Kalau hadir di upacara pemberdayaan tanpa benar-benar tahu apa yang tengah kita lakukan atau tahu apa yang sedang terjadi, meskipun kehadiran Anda tidak berbeda dari kehadiran anjing peliharaan yang sering dibawa orang Tibet ke upacara pemberdayaan – omong-omong, anjing itu tidak menerima pemberdayaan hanya karena ada di sana – tetap, kalau kita mencoba menjalankan semua laku dalam pemberdayaan itu (mantranya, pembayangannya, sadhananya, dan seterusnya), tidak apa-apa selama kita punya niat kuat bahwa suatu saat, ketika kesempatannya tiba, kita akan mengambil pembayatan dengan benar. Tidak apa-apa. Yang terutama adalah tidak pura-pura, “Oh, dengan ini perkembanganku sudah maju pesat!” padahal tidak.

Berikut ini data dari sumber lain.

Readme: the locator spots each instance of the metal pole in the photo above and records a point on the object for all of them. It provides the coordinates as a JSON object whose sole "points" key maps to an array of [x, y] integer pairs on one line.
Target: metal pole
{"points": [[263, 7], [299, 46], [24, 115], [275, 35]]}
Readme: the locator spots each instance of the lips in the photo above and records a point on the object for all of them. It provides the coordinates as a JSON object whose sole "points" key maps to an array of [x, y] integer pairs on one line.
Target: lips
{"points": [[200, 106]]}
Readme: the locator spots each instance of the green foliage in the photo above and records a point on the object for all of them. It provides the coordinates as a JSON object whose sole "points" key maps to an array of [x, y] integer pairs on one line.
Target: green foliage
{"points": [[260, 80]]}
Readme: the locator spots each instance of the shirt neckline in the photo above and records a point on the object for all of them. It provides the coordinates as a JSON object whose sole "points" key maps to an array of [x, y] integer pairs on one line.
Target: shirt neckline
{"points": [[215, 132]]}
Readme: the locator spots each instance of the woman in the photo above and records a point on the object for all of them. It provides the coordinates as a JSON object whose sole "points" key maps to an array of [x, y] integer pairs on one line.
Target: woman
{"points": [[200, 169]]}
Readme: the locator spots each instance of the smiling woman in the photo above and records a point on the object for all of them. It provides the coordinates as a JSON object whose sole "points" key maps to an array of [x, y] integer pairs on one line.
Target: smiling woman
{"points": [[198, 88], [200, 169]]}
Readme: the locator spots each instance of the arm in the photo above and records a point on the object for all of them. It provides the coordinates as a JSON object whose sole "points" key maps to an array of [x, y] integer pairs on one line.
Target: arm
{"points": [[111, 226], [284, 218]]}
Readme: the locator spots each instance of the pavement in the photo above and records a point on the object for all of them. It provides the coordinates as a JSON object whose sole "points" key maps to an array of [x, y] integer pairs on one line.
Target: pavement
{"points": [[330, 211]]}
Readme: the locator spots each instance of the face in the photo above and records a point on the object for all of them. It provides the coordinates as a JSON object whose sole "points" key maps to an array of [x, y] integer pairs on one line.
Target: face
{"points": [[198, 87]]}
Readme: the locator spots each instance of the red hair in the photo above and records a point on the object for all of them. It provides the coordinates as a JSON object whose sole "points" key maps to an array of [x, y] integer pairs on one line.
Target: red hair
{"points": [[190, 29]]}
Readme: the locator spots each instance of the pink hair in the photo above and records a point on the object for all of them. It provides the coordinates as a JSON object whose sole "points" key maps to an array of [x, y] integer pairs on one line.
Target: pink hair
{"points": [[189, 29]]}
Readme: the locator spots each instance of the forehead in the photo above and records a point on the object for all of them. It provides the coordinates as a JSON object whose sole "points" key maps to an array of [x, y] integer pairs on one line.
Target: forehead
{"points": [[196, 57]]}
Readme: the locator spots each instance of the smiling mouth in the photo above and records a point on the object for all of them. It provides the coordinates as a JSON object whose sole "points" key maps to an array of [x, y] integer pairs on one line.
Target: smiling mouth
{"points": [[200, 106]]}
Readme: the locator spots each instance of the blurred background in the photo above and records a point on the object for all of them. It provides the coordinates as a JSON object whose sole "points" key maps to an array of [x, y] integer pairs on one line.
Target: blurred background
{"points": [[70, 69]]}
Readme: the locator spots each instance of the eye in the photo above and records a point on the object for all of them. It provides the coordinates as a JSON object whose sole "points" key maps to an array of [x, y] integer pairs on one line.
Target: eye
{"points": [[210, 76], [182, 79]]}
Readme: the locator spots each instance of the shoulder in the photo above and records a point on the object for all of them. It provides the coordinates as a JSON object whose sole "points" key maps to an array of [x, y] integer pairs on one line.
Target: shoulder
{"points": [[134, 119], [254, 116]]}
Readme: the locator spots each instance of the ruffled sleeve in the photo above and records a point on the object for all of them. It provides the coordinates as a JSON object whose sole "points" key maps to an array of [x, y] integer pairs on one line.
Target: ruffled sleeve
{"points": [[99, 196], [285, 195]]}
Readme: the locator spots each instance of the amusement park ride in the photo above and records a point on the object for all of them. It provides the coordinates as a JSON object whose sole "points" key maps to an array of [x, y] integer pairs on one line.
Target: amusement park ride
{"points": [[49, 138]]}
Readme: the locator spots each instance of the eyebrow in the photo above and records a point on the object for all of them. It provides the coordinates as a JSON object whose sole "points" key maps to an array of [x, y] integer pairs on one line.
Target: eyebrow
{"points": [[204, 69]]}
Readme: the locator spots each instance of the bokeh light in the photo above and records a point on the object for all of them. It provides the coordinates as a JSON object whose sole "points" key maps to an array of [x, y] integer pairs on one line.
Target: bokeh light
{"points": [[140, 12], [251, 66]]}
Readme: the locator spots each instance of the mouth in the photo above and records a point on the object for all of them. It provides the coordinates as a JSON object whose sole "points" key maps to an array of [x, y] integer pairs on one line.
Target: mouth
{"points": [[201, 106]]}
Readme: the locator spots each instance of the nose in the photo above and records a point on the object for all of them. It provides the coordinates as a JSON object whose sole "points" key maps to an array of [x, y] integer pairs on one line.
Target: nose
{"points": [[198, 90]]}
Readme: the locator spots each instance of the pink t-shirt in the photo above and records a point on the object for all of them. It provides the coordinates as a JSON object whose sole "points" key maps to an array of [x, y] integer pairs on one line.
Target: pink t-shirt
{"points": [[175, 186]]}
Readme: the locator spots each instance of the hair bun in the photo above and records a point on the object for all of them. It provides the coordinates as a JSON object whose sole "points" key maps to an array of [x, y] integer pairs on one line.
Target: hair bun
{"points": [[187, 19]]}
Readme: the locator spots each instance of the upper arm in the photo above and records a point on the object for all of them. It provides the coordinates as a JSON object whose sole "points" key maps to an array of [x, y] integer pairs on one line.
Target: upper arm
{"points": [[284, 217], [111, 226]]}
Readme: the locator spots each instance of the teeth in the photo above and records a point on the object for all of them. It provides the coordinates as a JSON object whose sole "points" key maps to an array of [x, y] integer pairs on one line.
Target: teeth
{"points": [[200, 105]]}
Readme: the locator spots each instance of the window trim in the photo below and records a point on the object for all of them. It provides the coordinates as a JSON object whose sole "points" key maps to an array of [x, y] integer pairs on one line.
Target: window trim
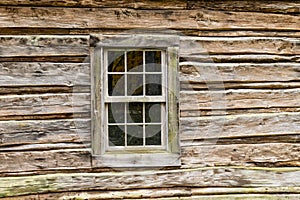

Untuk menerima sumpah bodhisattwa, terlebih dahulu kita harus mengambil sumpah pratimoksha. “Sumpah pratimoksha” berarti sumpah untuk kebebasan diri sendiri. Inilah yang menjadi dasar, atau landasan, untuk sumpah bodhisattwa. Sumpah pratimoksha ini bisa setingkat sumpah orang awam atau biksu/biksuni pemula, atau sumpah biksu/biksuni yang telah ditahbiskan sepenuhnya; ada juga sumpah biksuni sementara. Untuk sumpah orang awam, ada lima; dan kita dapat mengambil kelimanya atau empat atau tiga atau dua atau satu saja, tidak ada bedanya – setidaknya ada sumpah yang telah diambil. Saat mengambil sumpah orang awam ini, kita tidak wajib mengambil semuanya. Terserah kita, dan itu menjadi keputusan pribadi. Kita tidak mengumumkannya ke siapa pun, termasuk ke guru kita. Boleh, tapi tidak harus.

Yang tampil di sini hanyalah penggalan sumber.